I glance at Whiplash’s arm. “You clean that thing more than you shower.”

“Mech hygiene’s a pillar of Vakutan culture,” he deadpans.

I raise an eyebrow. “Is it?”

“No. But you believed me for a second.”

I almost smile. Almost.

“Didn’t think you’d still be up,” I say.

“I don’t sleep much after a fight,” he replies, tone quieter now. “Everything buzzes too loud.
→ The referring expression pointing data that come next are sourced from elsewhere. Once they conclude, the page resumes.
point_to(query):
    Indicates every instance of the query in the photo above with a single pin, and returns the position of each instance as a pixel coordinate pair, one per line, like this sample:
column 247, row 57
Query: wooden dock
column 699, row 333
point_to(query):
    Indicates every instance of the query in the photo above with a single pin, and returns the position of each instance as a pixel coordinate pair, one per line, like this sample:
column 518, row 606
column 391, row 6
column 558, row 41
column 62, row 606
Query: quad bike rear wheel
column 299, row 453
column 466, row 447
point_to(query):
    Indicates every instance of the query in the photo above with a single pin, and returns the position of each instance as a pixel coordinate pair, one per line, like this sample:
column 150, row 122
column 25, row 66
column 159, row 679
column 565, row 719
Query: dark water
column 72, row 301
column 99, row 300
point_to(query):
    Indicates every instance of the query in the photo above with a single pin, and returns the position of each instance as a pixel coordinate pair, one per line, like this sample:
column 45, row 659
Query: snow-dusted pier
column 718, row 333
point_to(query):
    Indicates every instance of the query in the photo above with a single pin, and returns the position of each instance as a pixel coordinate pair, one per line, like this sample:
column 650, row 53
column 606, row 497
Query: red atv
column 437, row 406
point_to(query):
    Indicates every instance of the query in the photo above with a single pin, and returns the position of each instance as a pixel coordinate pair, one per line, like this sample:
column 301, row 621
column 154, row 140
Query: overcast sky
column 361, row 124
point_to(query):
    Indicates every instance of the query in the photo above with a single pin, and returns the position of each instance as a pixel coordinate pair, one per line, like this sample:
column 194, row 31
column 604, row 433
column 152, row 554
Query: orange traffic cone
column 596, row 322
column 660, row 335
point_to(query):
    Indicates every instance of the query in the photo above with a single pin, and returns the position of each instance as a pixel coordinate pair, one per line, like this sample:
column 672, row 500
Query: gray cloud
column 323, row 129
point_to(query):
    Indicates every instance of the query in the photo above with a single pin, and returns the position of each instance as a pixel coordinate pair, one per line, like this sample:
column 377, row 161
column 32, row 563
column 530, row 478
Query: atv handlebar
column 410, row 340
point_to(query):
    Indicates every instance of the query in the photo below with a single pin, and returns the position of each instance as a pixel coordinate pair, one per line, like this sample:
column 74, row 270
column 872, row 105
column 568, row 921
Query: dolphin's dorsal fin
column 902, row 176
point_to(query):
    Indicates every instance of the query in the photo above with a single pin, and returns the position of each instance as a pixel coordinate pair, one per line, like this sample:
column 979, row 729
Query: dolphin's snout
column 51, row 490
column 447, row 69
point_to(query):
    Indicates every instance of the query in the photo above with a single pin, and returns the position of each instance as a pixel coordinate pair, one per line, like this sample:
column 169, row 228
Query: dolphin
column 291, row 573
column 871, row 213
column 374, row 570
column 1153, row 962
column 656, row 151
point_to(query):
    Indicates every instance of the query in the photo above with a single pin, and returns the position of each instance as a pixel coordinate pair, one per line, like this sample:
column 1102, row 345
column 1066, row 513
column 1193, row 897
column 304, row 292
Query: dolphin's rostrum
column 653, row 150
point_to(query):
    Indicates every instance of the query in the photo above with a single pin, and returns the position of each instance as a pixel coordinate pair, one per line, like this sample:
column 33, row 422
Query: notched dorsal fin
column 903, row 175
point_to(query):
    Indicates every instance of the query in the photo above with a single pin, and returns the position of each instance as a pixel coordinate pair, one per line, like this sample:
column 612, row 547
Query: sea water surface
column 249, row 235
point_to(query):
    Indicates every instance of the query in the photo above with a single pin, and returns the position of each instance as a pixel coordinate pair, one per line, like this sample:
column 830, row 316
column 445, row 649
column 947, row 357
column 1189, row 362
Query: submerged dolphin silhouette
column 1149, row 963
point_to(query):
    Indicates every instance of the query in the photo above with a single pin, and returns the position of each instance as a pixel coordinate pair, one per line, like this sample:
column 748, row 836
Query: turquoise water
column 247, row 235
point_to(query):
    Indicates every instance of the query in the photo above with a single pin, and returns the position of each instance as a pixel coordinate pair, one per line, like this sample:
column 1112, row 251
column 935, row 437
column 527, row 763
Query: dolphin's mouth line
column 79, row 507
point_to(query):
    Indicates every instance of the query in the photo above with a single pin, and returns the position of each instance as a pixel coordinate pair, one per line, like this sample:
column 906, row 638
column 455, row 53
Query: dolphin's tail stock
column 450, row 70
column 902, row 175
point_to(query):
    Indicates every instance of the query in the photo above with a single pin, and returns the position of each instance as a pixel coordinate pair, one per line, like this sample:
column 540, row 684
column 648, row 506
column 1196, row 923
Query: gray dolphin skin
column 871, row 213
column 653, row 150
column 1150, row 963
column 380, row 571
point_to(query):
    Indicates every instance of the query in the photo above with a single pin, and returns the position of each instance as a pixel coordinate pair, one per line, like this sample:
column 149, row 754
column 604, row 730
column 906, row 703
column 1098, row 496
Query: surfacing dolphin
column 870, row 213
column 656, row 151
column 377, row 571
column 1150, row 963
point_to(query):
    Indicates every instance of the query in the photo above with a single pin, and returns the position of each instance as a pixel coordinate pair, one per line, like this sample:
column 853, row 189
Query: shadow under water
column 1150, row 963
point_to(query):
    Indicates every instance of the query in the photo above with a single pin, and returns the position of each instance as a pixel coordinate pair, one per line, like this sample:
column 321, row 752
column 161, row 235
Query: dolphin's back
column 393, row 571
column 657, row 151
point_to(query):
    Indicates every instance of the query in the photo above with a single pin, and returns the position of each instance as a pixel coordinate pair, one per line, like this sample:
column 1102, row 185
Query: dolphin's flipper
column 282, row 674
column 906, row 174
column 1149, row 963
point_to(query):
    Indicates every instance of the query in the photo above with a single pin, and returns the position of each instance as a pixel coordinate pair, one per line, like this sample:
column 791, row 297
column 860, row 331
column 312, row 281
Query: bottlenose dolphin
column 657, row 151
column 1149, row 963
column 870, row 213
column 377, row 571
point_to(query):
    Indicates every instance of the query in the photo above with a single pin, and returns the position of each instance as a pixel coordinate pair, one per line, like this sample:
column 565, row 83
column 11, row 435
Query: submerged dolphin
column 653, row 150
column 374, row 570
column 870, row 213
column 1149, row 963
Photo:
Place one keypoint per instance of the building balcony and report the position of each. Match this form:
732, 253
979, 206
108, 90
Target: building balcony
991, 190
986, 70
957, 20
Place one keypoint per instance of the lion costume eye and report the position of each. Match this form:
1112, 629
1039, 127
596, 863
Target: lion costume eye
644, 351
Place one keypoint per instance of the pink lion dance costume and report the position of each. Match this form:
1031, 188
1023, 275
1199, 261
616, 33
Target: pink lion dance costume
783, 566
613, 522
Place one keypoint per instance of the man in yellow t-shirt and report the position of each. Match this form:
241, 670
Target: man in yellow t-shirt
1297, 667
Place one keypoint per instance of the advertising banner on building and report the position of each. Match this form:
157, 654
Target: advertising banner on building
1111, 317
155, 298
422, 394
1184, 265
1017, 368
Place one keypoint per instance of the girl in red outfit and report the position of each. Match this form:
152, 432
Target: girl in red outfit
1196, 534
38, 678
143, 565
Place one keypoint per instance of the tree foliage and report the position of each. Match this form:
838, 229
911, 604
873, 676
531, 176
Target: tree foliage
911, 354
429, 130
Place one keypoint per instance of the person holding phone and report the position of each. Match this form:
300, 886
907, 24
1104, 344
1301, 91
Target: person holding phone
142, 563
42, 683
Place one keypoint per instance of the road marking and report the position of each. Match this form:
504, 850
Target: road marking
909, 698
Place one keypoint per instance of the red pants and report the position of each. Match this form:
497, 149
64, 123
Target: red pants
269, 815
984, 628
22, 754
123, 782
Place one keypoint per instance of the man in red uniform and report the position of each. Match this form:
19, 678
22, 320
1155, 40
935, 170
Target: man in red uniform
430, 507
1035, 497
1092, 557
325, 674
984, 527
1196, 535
Doesn’t shut off.”

“Yeah,” I murmur. “Same.”

Silence settles again. But this one’s gentler. We’re not dodging landmines or dancing around unspoken things. We’re just... here.

Present.

I step up beside him. Close, but not touching.

He hands me the rag without a word.

Now, I’m cleaning Whiplash’s plating next to him, both of us moving in sync like it’s the most natural thing in the world.

After a few minutes, he speaks again. Low. Careful.

“You ever think about staying here?”

I blink. “On Rhavadaz?”

He shrugs. “Some of the engineers—Tos and Maklin—they talk about setting up a permanent post. Long-term base expansion. Outpost Epsilon. Something ridiculous. Dig in instead of evac when the tour’s over.”

I glance at him, searching.

“Would you?” I ask.

His jaw tightens. “Maybe. Not for the planet. For the work. For the team.”

“For Whiplash,” I offer.

He pauses.

Then, softer than anything I’ve ever heard from him—

“For you.”

The words drop like gravity.

I look at him, fully now. And he meets my gaze like he’s been waiting to.

My pulse roars. I don’t breathe. I don’t move.

Because this? This is the moment we don’t come back from.

Whatever happens next, we can’t pretend anymore.

He steps closer.

I don’t stop him.

And for once, the storm outside isn’t the loudest thing in the world.